Blockbatch Models#
Blockbatch models are a way to process onchain data from the data lake and store results back in the data lake.

The image above shows our mental model of blockbatch
processing (for a single chain), where each
cell represents a batch. For each batch we have the core ingestion root paths and we have many other
root paths that are computed starting from the raw data. These derived datasets we refer to as the
“blockbatch models”.
Processing raw data is expensive, so we compute as many blockbatch models as we can to make further analysis cheaper.
At OP Labs we have simple filtering models, such as:
blockbatch/contract_creation/create_traces_v1
blockbatch/token_transfers/erc20_transfers_v1
blockbatch/token_transfers/erc721_transfers_v1
We also have models that compute fee breakdowns:
blockbatch/refined_traces/refined_transactions_fees_v2
blockbatch/refined_traces/refined_traces_fees_v2
And we have models where we do more complex contract analysis (including decoding):
blockbatch/account_abstraction/enriched_entrypoint_traces_v2
blockbatch/account_abstraction/useroperationevent_logs_v2
blockbatch/account_abstraction_prefilter/entrypoint_logs_v1
blockbatch/account_abstraction_prefilter/entrypoint_traces_v1
Inexpensive Joins#
Blockchain data processing usually involves joining data from the different raw datasets. For example you may want to join logs with traces or transactions with traces.
Outside of blockbatch
data processing this is difficult because compute engines have to perform
a distributed join across many blocks to produce the joined result. It seems possible, but is
difficult to get the compute engine to perform a storage layout based optimization of these joins.

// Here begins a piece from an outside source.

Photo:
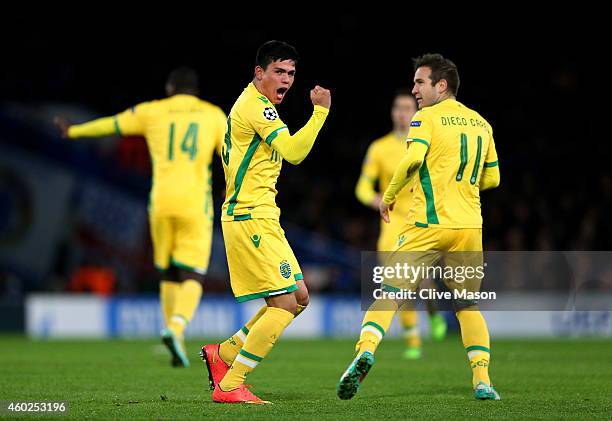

(see for example Storage Partitioned Joins in Apache Spark).
Within blockbatch
processing we can load data for a specific batch into memory without having to
scan the storage layer (O(1) access to batches due to the deterministic path). And so we can
leverage this to much more effectively perform computations that require joins across root_paths.
Regardless of whether the root_path is one of the 4 core datasets or one derived from a model.
DuckDB Compute Engine#
Having tackled the problem of getting the right data into memory in the local context we now have to make a choice: how do we perform computations on this data? Enter DuckDB.
We chose DuckDB as the compute engine for blockbatch
for the following reasons:
Performance. DuckDB is very fast for SQL queries.
Extensibility. DuckDB can be enhanced with native UDFs and Python based UDFs. The Python UDFs are critical for our ability to decode smart contract data.
Streaming capabilities. DuckDB can stream data from the storage layer to the compute engine and most importantly it can also stream write data back to the storage layer. This minimizes the memory footprint required to perform computations.
Documentation. DuckDB has excellent documentation and a very active community.
Interface#
We wanted a single interface to perform all blockbatch
processing. The goal is to be able to
specify three pieces of information and have the system figure out the rest. The three pieces of
information are:
The date range we want to process.
The chains we want to process.
The models we want to compute.
Behind the scenes the system will figure out which batches need to be processed, using markers to determine which batches have already been processed. Depending on the required input data it will decide if the batches are ready to be processed (avoids processing incomplete or missing input).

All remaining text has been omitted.